Among companies FNZC analysts see at risk of missing expectations, Chorus rose 0.6 per cent to $4.93 on a volume of 1.2 million, Comvita decreased 0.2 per cent to $4.56, Fletcher Building fell 0.8 per cent to $4.96, Michael Hill International was unchanged at 60 cents, NZX rose 2 per cent to $1.02, Sky Network Television was up 2.1 per cent at $1.93, and Vista Group International increased 0.3 per cent to $4.
Air New Zealand posted the biggest decline for the day, falling 4.6 per cent to close at a three-month low $2.68 on a volume of 1.9 million. The airline lowered its forecast for annual earnings earlier this week, citing schedule disruptions caused by ongoing issues with some of its Rolls Royce engines, slowing domestic travel and inbound tourism.
"We note Air New Zealand's recent downgrade and suggest that the potential exists for companies exposed to the New Zealand consumer cycle to either experience, or signal in their outlook statements, earnings downside associated with deteriorating sentiment," FNZC said in a note to clients.
The ANZ-Roy Morgan consumer confidence survey showed people's optimism was above long-run average.
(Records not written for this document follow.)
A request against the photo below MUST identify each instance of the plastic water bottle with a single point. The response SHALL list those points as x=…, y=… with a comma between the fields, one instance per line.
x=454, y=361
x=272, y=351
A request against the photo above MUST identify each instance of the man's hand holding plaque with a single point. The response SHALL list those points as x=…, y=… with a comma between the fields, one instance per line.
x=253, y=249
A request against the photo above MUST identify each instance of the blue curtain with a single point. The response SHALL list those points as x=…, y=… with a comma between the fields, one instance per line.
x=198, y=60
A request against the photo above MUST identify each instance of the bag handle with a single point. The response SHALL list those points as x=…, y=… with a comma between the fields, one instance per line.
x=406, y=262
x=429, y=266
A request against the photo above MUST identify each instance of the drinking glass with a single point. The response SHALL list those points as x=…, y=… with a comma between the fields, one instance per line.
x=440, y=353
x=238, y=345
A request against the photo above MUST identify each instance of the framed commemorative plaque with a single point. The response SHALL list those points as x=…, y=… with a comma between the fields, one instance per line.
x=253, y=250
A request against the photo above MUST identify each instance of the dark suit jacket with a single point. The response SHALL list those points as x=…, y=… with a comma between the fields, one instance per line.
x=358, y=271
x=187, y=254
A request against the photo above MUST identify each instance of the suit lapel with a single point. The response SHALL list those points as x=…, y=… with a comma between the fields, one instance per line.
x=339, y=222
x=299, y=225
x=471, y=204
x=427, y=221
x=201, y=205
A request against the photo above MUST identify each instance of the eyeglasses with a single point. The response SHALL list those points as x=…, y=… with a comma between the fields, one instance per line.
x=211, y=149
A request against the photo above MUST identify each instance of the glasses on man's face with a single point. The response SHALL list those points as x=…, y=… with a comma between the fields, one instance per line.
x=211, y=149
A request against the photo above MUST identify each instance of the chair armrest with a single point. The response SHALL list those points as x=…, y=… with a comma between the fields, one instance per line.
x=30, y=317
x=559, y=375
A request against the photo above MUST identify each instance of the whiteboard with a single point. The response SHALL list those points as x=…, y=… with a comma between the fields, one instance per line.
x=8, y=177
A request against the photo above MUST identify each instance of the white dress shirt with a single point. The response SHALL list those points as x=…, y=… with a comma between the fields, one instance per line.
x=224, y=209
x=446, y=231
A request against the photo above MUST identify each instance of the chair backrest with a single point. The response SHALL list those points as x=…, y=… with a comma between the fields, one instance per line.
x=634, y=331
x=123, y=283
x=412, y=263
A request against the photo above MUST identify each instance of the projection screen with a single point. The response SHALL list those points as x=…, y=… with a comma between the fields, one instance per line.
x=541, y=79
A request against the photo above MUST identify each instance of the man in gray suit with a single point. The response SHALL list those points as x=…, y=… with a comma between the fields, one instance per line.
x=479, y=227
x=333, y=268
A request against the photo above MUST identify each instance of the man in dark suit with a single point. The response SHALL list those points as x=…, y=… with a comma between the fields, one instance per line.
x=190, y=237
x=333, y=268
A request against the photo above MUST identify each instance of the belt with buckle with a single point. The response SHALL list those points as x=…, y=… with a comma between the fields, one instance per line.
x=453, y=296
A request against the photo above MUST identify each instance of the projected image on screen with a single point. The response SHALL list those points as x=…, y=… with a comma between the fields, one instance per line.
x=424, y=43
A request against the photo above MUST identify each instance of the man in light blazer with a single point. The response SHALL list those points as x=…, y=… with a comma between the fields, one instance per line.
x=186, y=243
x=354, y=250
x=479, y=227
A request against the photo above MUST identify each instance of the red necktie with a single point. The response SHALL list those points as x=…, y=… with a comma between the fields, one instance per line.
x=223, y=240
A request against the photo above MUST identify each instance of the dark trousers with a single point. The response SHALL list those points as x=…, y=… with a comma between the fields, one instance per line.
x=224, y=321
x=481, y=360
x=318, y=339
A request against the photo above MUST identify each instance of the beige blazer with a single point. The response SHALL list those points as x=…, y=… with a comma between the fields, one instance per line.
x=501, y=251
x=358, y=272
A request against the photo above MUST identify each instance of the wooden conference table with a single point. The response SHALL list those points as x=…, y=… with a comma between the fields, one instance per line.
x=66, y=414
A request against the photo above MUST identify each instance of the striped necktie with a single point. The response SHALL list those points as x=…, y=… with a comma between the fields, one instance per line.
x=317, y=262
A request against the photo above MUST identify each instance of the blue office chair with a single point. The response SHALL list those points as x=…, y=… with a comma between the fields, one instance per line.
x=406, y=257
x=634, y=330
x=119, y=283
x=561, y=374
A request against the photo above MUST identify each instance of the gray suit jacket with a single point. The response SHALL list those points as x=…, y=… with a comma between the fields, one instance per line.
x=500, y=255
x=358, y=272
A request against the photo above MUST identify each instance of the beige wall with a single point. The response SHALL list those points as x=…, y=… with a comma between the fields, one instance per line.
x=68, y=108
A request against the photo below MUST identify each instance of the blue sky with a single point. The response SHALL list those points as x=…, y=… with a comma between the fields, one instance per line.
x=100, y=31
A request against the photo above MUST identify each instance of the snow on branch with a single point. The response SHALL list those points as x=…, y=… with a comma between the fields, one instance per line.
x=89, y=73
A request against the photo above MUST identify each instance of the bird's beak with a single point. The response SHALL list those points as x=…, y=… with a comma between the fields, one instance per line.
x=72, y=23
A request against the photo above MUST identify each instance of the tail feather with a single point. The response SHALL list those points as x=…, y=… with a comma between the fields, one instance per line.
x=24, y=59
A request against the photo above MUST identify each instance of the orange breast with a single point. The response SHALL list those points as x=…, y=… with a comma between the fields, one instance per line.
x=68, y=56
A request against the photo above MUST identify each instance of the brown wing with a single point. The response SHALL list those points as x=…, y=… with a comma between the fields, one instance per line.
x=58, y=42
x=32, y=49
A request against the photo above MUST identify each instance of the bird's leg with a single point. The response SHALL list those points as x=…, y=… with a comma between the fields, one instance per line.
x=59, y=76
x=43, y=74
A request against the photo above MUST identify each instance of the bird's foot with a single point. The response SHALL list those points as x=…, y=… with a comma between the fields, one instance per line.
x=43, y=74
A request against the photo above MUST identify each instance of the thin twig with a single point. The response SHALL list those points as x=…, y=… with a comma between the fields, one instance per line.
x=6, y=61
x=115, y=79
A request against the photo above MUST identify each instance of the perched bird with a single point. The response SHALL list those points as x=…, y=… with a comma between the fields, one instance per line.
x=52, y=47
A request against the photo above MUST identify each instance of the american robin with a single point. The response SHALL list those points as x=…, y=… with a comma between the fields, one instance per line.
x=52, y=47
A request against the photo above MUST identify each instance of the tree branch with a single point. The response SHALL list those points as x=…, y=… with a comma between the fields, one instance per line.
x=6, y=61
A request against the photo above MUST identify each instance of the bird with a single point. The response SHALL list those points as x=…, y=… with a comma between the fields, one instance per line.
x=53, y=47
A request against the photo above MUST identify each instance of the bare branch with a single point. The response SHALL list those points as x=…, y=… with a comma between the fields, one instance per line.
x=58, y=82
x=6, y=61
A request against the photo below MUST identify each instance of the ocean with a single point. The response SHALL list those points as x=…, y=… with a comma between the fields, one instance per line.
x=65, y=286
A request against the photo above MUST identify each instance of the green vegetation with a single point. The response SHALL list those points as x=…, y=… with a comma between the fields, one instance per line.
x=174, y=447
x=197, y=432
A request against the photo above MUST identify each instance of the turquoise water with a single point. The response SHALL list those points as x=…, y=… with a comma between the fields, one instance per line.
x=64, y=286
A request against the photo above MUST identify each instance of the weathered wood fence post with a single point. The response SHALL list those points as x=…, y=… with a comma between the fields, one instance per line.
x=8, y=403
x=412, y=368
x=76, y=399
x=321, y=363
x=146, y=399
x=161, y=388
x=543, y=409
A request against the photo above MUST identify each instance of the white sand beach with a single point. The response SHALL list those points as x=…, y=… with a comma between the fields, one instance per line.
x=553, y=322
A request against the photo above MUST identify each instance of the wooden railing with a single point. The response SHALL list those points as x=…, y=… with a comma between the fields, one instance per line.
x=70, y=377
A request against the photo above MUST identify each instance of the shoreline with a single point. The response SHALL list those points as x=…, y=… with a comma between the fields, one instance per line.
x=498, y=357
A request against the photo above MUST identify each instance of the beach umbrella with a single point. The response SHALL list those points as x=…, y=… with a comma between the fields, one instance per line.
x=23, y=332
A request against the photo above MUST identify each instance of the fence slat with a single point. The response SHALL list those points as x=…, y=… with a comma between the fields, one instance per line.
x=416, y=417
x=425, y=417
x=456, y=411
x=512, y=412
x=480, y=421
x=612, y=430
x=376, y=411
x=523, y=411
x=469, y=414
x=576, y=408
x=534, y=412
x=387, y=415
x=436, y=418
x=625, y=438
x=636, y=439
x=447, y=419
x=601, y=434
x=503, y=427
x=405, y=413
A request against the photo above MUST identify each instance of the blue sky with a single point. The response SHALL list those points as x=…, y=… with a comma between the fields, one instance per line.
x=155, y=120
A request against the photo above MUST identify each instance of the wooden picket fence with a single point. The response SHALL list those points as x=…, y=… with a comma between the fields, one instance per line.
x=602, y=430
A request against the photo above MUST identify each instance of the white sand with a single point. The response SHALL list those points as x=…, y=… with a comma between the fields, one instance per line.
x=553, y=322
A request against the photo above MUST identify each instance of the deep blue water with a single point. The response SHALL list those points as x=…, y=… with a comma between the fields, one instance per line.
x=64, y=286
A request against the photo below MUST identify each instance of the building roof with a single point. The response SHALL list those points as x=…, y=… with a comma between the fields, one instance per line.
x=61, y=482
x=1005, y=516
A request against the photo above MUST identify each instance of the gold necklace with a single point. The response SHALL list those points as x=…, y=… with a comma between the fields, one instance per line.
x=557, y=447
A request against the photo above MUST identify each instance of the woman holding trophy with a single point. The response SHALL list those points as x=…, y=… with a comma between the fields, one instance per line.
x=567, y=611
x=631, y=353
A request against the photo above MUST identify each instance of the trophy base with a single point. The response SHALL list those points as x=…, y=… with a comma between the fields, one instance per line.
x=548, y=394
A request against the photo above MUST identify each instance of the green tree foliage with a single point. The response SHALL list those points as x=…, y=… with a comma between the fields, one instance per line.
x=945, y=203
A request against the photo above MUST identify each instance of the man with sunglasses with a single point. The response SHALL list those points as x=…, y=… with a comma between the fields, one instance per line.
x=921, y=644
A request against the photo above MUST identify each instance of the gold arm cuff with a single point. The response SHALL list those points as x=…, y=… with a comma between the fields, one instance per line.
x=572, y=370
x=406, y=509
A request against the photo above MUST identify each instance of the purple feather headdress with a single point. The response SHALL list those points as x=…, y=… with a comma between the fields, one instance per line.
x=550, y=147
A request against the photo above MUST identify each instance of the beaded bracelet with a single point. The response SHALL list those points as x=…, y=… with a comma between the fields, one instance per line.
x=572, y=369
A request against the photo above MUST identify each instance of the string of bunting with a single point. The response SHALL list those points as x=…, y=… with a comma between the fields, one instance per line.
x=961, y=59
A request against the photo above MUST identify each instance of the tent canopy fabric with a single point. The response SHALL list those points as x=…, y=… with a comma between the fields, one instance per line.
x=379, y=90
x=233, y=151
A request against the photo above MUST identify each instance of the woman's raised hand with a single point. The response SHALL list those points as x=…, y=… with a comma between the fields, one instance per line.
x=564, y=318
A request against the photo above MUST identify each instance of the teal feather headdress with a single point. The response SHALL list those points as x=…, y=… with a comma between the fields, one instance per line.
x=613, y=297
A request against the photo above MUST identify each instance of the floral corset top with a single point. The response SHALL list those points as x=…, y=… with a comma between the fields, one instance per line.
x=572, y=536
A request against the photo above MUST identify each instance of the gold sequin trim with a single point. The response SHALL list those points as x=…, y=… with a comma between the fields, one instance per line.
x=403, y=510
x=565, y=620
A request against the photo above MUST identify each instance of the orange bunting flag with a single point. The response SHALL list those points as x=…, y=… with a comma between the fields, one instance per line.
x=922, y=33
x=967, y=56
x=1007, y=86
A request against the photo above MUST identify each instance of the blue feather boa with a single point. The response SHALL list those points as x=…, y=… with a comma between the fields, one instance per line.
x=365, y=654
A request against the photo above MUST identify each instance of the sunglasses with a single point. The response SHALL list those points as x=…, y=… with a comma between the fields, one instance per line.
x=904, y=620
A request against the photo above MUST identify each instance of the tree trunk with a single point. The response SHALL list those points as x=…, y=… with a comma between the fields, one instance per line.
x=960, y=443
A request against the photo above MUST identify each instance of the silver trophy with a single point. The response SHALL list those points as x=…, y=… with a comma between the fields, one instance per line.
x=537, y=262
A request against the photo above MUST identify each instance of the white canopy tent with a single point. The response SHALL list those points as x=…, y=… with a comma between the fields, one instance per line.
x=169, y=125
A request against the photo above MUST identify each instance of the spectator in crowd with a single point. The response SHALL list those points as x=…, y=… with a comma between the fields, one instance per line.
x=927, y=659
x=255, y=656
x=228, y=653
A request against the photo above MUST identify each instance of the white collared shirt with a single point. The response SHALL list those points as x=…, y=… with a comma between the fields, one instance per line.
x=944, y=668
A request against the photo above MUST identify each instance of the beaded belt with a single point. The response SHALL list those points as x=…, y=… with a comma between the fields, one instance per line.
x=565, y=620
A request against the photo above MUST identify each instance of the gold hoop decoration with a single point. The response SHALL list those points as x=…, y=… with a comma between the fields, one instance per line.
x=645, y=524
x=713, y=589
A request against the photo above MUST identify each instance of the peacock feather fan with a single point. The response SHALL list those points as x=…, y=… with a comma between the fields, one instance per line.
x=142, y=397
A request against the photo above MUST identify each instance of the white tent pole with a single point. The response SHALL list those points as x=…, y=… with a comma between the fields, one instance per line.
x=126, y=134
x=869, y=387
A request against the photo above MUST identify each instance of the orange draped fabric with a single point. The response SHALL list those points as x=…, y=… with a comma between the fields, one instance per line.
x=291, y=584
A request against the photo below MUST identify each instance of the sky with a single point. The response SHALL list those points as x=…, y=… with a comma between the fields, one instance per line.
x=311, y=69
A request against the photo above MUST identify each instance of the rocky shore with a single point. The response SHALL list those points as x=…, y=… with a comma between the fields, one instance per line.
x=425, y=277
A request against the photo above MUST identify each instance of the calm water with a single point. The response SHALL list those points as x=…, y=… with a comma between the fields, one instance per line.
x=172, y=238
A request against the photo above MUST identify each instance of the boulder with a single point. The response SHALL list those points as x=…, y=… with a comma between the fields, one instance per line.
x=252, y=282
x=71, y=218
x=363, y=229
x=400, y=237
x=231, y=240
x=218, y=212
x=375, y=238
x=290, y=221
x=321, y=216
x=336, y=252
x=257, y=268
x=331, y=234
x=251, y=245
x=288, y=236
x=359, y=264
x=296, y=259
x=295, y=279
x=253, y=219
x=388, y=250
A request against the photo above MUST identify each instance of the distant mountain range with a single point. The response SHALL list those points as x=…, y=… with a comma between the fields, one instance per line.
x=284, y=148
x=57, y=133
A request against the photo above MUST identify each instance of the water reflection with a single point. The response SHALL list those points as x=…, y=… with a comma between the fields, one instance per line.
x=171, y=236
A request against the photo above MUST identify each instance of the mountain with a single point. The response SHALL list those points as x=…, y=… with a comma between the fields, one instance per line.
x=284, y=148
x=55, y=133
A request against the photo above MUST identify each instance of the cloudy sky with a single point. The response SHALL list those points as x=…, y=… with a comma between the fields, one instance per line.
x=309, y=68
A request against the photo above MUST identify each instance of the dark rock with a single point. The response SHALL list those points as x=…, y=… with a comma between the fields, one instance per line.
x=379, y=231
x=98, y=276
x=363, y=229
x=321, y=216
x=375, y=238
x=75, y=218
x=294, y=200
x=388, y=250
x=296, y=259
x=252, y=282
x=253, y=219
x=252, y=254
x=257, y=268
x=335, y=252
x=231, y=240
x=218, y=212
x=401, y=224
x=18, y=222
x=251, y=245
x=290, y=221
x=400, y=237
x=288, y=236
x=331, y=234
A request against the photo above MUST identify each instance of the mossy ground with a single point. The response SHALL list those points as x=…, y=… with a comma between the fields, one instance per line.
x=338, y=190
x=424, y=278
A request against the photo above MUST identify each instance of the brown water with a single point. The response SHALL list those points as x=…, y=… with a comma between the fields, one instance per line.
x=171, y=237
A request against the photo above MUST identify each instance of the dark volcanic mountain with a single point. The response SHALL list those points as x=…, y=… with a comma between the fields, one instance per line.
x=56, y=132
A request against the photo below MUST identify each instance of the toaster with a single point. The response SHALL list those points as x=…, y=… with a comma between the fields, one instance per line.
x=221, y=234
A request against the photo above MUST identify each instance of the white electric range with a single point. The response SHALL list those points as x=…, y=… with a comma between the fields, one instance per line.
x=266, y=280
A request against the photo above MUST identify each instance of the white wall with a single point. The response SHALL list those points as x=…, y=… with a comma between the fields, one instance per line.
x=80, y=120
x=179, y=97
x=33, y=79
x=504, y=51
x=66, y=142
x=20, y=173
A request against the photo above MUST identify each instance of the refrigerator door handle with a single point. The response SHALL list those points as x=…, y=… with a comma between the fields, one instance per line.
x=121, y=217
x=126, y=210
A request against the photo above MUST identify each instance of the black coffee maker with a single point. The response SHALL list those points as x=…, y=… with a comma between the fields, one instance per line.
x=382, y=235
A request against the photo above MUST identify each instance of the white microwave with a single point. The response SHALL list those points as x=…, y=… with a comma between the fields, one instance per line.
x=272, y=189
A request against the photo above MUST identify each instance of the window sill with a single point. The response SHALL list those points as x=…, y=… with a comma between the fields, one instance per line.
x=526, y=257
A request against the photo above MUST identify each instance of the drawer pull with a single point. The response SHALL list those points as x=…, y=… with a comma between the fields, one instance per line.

They were feeling better about the state of their finances and willing to make big-ticket purchases.
Retailer Kathmandu Holdings rose 2.5 per cent to $2.45 on half its average volume. The outdoor equipment chain last month lowered its earnings guidance after soft trading through Christmas.
Outside the benchmark index, rival retailers Briscoe Group fell 0.6 per cent to $3.22 and Warehouse Group rose 0.5 per cent to $2.06.
Vital Healthcare Property Trust fell 2.4 per cent to $2.05 on a volume of 696,000, more than twice its 90-day average. The owner of the healthcare property investor agreed to buy 11 properties from ASX-listed Healthscope for A$1.23 billion. While not a party to the deal, Vital is keen to be involved.
Goodson said Vital would probably need to raise capital to participate, which was why the price fell. However, he said people will probably be supportive if there were some changes in Vital's management fee arrangement.
Spark New Zealand was the most traded stock on a volume of almost 4 million. It fell 0.7 per cent to $4.025. Kiwi Property Group rose 0.4 per cent to $1.425 on a volume of 2.8 million, while Mercury NZ rose 0.6 per cent to $3.55. Precinct Properties New Zealand increased 0.3 per cent to $1.50 on a volume of 1.3 million.
Australia & New Zealand Banking Group was down 1.4 per cent at $26.14 and Westpac Banking Group fell 0.9 per cent to $25.77, while local lender Heartland Group decreased 0.7 per cent to $1.37.